It was high time I went out in my garden to harvest my basil. Or so I thought. Here's what it looked like a few weeks earlier:
Healthy and doing great. I had already harvested a bit for caprese salad, but now it was time for a large harvest. Or so I thought. The leaves looked a little pale. Upon closer inspection, here's what they looked like:
There were plenty of good leaves, without spots or yellowing, and there were many "good" leaves with what looked like dirt on them. I thought I'd simply wash them off and use them. Then I researched a little on the internet, and discovered to my dismay that my basil plants were infected with basil downy mildew.
Ack. Here is a helpful link about this disease. I decided to hack the plants down, spray them with neem oil (an organic alternative), and see what happened.
You can't imagine--but maybe you can--how sad this was to do in the middle of summer, when I should have had basil for at least two more months.
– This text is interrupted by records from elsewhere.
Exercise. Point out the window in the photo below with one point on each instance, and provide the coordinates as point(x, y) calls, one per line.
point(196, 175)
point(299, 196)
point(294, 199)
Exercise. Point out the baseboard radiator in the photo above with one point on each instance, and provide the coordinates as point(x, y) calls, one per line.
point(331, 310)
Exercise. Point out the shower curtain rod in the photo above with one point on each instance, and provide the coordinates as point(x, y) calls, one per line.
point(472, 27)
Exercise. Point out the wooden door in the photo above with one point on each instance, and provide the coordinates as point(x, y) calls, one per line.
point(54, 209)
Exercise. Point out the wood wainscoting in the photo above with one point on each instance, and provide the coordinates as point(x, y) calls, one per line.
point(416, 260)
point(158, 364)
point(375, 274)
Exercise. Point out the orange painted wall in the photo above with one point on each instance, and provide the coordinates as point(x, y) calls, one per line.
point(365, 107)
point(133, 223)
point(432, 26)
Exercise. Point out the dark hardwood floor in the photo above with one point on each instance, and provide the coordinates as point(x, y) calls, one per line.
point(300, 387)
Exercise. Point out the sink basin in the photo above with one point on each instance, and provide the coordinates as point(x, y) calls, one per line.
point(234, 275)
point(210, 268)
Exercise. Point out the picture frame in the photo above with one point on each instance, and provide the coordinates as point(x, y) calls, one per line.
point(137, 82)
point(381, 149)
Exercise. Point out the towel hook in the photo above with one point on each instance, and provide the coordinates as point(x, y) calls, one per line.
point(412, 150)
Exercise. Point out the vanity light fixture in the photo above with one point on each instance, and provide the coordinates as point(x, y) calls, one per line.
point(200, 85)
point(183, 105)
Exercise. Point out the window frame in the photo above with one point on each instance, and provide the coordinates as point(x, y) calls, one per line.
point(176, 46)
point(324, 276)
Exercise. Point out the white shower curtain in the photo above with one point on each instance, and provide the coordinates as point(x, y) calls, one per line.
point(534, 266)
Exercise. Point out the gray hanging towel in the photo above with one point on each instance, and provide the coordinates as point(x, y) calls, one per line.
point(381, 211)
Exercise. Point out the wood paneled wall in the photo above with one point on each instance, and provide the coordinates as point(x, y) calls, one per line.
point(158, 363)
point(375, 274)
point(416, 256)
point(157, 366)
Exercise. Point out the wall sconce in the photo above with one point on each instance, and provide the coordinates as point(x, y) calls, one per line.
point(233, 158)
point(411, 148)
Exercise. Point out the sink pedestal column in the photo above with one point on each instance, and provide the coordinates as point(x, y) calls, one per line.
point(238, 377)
No caprese, no pesto, no home-seasoned spaghetti sauce. This was a sad day in my garden.
I decided a few weeks later to dig them up and trash them. According to the link about, basil downy mildew spores can survive in the soil for several years, so I'll need to be very careful where I plant future basil. I may do it in the front yard garden next year.
When I went to Home Depot to purchase more garden Velcro tape (for my tomato plants which had fallen over yet again), I found one little pot of basil left for $4, so I purchased that and had Danny plant them in my newly dug up garlic bed. Hopefully they'll survive; so far (early August) they seem to be doing okay. I can't harvest anything yet, since I don't want to weaken them, but I'll be happy with any amount of basil this year.
A garden is a small slice of life. There are so many rewards, but there can be setbacks and sudden downturns. I need to make sure my trust is in the Lord, with both the amazing harvests and the barren times too. It's not easy, though.